In “The Journalist and the Murderer,” Janet Malcolm focuses on a libel suit between Jeffrey MacDonald, a convicted murderer, and the celebrity biographer he hired to write his story, as a way of examining the relationship between writer and subject. While writing this book, Malcolm was sued by one of her own subjects, Sanskrit scholar and erstwhile Freudian archivist Jeffrey Masson, who contended that Malcolm misquoted him in order to slander him. Perhaps Malcolm’s experience with Masson infused her writing with an extra dose of bitterness. In any event, in “The Journalist and the Murderer,” she sharply delineates the stakes for writer and subject:
Every journalist who is not too stupid or full of himself to notice what is going on knows that what he does is morally indefensible. He is a kind of confidence man, preying on people’s vanity, ignorance or loneliness, gaining their trust and betraying them without remorse.
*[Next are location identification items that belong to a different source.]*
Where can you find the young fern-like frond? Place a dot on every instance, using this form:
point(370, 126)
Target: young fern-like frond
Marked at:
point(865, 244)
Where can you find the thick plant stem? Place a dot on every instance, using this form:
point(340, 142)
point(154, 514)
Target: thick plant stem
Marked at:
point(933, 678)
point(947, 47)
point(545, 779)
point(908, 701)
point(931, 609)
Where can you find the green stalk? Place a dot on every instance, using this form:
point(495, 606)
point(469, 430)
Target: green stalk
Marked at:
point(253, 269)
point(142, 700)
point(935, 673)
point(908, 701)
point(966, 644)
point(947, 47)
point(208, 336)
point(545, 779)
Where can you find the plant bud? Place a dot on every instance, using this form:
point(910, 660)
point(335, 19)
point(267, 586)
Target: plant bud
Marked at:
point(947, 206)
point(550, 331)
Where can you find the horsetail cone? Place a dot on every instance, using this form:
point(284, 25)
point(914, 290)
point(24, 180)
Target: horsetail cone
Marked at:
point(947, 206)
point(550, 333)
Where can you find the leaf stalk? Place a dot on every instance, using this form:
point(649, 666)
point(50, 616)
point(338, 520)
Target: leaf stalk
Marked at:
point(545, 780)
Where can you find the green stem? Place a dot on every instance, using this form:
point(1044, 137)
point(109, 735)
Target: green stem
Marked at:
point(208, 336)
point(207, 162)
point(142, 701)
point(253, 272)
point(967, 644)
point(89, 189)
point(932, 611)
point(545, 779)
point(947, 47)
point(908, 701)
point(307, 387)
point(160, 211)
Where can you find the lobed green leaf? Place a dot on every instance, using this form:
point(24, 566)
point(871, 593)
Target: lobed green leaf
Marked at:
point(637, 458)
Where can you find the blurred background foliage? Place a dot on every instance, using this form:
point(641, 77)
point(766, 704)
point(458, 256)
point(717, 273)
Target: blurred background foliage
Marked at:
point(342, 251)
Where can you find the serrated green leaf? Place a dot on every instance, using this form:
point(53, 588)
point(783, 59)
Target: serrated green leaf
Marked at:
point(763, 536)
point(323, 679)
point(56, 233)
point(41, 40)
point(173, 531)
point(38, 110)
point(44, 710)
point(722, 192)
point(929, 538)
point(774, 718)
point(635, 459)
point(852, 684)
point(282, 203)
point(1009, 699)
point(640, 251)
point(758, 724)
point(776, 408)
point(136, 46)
But Malcolm also notes that, in general, subjects have just as many selfish motives and biases as writers: “Of course, at the bottom, no subject is naive. …[E]very subject of writing knows on some level what is in store for him and remains in the relationship anyway, impelled by something stronger than his reason.”
Journalists, Malcolm reminds us, never have any intention of writing their subjects’ autobiographies for them. The subjects, however, frequently do not know this until their stories appear in print, at which point they are often disappointed or resentful:
The catastrophe suffered by the subject is no simple matter of an unflattering likeness or misrepresentation of his view; what pains him, what rankles and sometimes drives him to extremes of vengefulness, is the deception that has been practiced on him.
Lauren Slater encountered similar trouble when writing about Harvard psychologist Jerome Kagan in her recent book, “Opening Skinner’s Box,” about the controversial work of the late Harvard psychologist B.F. Skinner. (Skinner was a champion of behaviorism, a school of psychology that attributes behavior to positive reinforcement —think Pavlov’s dog—and denies the existence of free will.) Kagan, a contemporary and colleague of Skinner’s and renowned in his own right as an expert on early childhood development, knew the behaviorist for years, so he was a natural choice for Slater to interview. When she asked Kagan if he believed that free will did, in fact, exist, he ducked under his desk. “I’m under my desk,” he shouted up to her. “I’ve never gotten under my desk before. Is this not an act of free will?”
When the book was published, Kagan, along with other subjects Slater had interviewed (including Skinner’s daughter Deborah), claimed that she had misrepresented him. Specifically, he denied that he had ever gotten under his desk. (When The New York Times subsequently questioned Slater about his allegations, she was able to produce an email in which Kagan seemed to acknowledge his unusual behavior.)
Who is in the wrong here? That question is not easily answered. Ultimately, Kagan was as motivated to defend his professional views on psychology—not to mention the dignity of his public persona—as Slater was to get her story. Ultimately, the communication between subject and writer is always a double-edged sword. While writers have considerable editorial power, their subjects invariably have impressive agendas of their own and the ability to derail communication or refuse to share information. The final responsibility, however, is the writer’s: He or she is the one to reproduce the information provided by the subject for an audience. We can’t know for certain what occurred or what was said in Slater’s interview with Kagan; instead we are reliant on Slater’s account of the events.
The question then is what impels the writer. Malcolm maintains that journalists justify their dominance by invoking the phrases “freedom of speech” and “the public’s right to know,” their commitment to journalism as an art form, and—more simply—their own need to survive professionally. Another common, morally defensible answer is that one person’s truth is better than no truth at all. Nonetheless, writers have an ethical responsibility to consider the ways in which their stories may continue to affect their subjects’ lives, even long after publication.